En 2016, la commune avait émis un titre exécutoire à l’encontre de l’ancien maire, pour recouvrer les indemnités perçues sur la base de cette délibération annulée. Ce titre a été annulé par un jugement du tribunal administratif du 25 octobre 2018.

L’appel de la commune a d’abord été rejeté en 2021, mais le Conseil d’État a annulé cette décision et renvoyé l’affaire. Statuant sur renvoi, la Cour administrative d’appel de Versailles avait, par un arrêt du 14 février 2023, jugé que l’annulation contentieuse de la délibération fixant le montant des indemnités de fonction des conseillers municipaux avait eu pour effet de faire revivre les délibérations antérieures des 2 avril et 19 mai 2008 auxquelles elle s’était substituée.
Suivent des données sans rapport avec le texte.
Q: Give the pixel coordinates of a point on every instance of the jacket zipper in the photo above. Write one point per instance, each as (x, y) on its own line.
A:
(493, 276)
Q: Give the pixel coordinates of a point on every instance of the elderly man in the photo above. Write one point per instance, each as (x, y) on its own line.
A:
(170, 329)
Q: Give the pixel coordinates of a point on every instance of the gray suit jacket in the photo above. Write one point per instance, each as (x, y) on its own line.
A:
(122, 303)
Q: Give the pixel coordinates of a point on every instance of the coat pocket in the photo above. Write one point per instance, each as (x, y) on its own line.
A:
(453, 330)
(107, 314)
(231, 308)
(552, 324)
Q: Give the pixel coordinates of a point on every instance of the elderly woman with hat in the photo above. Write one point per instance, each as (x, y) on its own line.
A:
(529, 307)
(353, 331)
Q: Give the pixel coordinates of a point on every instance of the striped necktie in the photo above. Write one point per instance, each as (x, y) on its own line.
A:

Par suite, la Cour avait partiellement annulé le titre exécutoire, considérant que la commune ne pouvait réclamer que la différence entre les indemnités perçues et celles dues selon les délibérations antérieures de 2008.

 

1. La remise en vigueur de la précédente délibération adoptée après le dernier renouvellement du conseil si non retirée, abrogée ou annulée

Saisi d’un pourvoi en cassation, le Conseil d’État estime dans sa décision qu’il résulte des dispositions de l’article L. 2123-20 du Code général des collectivités territoriales (CGCT), « qui ne prescrivent l’adoption d’aucune nouvelle délibération fixant les indemnités des membres du conseil municipal sinon à l’occasion du renouvellement de ce conseil, qu’à moins qu’elle n’ait été elle-même adoptée expressément pour une durée limitée, toute délibération fixant de telles indemnités demeure en vigueur, aussi longtemps qu’elle n’a pas été retirée, abrogée ou annulée, jusqu’au prochain renouvellement du conseil municipal, sans que la circonstance que des changements aient été apportés à la liste des adjoints et conseillers municipaux bénéficiant d’une délégation de fonctions implique, par elle-même, que la délibération cesse de recevoir application ».
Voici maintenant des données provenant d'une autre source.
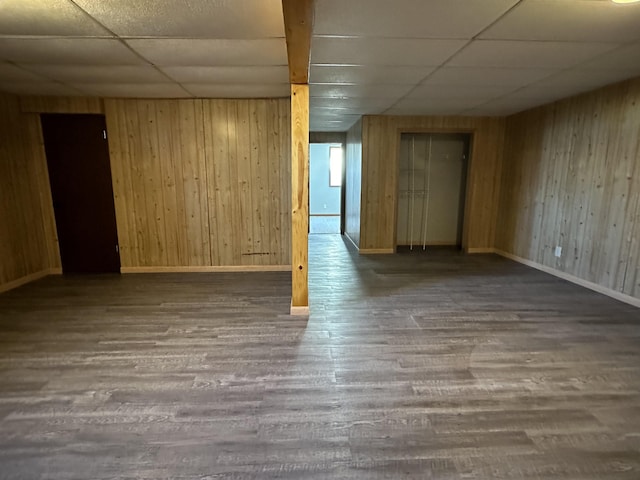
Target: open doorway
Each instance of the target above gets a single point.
(80, 176)
(325, 185)
(431, 189)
Partant, contrairement à ce que soutenait la commune requérante, les délibérations des 2 avril et 19 mai 2008, qui avaient été prises dans les trois mois suivant l’installation du conseil municipal à la suite des élections de mars 2008, ne trouvaient pas à s’appliquer pour cette seule année. Aussi, n’ayant pas été retirées, abrogées ou annulées, elles avaient vocation à rester en vigueur jusqu’au prochain renouvellement du conseil municipal. Dès lors, le Conseil d’État considère que les juges d’appel en avaient justement déduit que l’annulation de la délibération du 31 mars 2011 a avait eu pour effet de remettre en vigueur celles des 2 avril et 19 mai 2008.

 

2. Le sort des indemnités indûment perçues par les élus municipaux

Une fois ce raisonnement posé, les incidences sur le titre exécutoire émis – c’est-à-dire concrètement sur les sommes pouvant être réclamées par la collectivité aux élus – en découlent assez naturellement.
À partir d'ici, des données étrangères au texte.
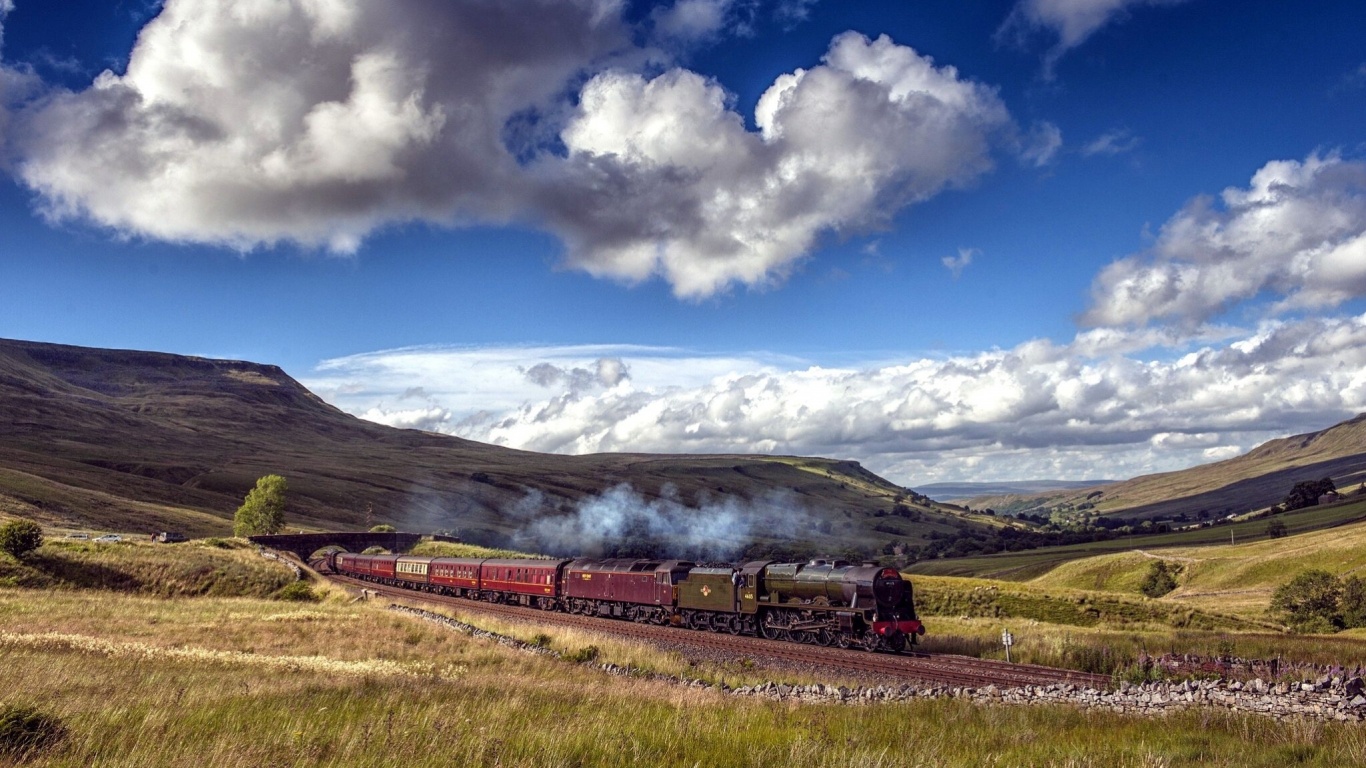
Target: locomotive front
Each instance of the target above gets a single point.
(895, 619)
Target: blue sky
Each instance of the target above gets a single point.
(989, 241)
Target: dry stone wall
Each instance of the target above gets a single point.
(1327, 698)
Confirmant l’arrêt d’appel, le Conseil d’État retient ainsi que le titre exécutoire en litige, correspondant à l’intégralité des indemnités perçues par le maire au cours de la période d’avril 2011 à avril 2014, était illégal en tant qu’il réclamait le remboursement d’une somme excédant la différence entre le montant des indemnités qu’il a perçues sur le fondement de la délibération annulée du 31 mars 2011 et celui des indemnités qu’il aurait perçues sur le fondement de la délibération du 2 avril 2008.

En clair, on retiendra donc que l’annulation d’une délibération illégale fixant le montant des indemnités de fonction n’entraîne pas l’obligation, pour les élus, de rembourser l’intégralité des sommes perçues. Seule la différence entre ce qui a été perçu et ce qui aurait dû l’être (sur la base de la dernière délibération valide, remise en vigueur par l’effet de l’annulation de celle s’y substituant) peut leur être réclamée. La collectivité ne peut pas émettre de titre exécutoire couvrant des montants supérieurs à cette différence.